Authors used a large corpus of about 19K tutorial sessions. Tutorial sessions between professional human tutors and college-level, adult students collected via online tutoring service on Math 208 and Math 209 subject. They randomly selected a subset of 500 tutorial sessions for annotation. Annotaeted data contains 31,299 utterances.
Tutorial strategies are patterns in terms of actions of a tutor and a tutee. Authors developed their coding taxonomy to represent such actions in terms of dialogue acts, sub-acts and modes.

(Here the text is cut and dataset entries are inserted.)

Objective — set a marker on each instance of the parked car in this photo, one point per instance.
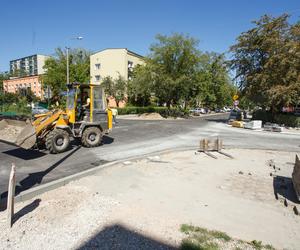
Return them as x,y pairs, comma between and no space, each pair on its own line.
38,110
197,111
235,115
226,109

Dialogue acts are inspired from language-as-action theory:
When we say something, we do something.
Dialogue act is a language construct that captures the general intent or action underlying speaker’s utterance. For example:
- “Hello”: a greeting action
- “Could you please pass me the book?”: a request action
- “There is an useful idea called conservation of energy”: an assertion action
Sub-acts combined with dialogue acts can capture finer subtleties associated with a dialogue act, e.g. Assertion: concept, Assertion: Calculation etx.
Dialogue modes are chunks of actions serving a general communication or pedagogical purpose, e.g. Scaffodling.
Dialogue act rofile: top 10% vs bottom 10%
Good tutors, on average initiate relatively more Expressives and Prompts. Meanwhile, good tutors, on average, initiate relatively less Requests.
Authors use sequence logos for visualizing distribtuions of various observations over discrete time. Table 2 shows the mapping symbols of dialogue modes.
Observations stacked on top of each other according to ascending order of frequencies shown in Figure 3. For top sessions, the sequence of the most certain dialogue modes at each discrete momonet: O, P, N, P, S, S, S, D, S, S, K, S, S, R, S, S, S, S, F, S and S. Scaffolding is the most frequent dominant mode.
They conduct sequence pattern mining using TRAminer package in R. The discriminant sub-sequences obtained as shown in Table3.
The results support the observation derived earlier, i.e. effective tutors use more Expressive and Prompts. All discriminant sub-sequences of acts contain Expressive acts initiated by either tutors or students.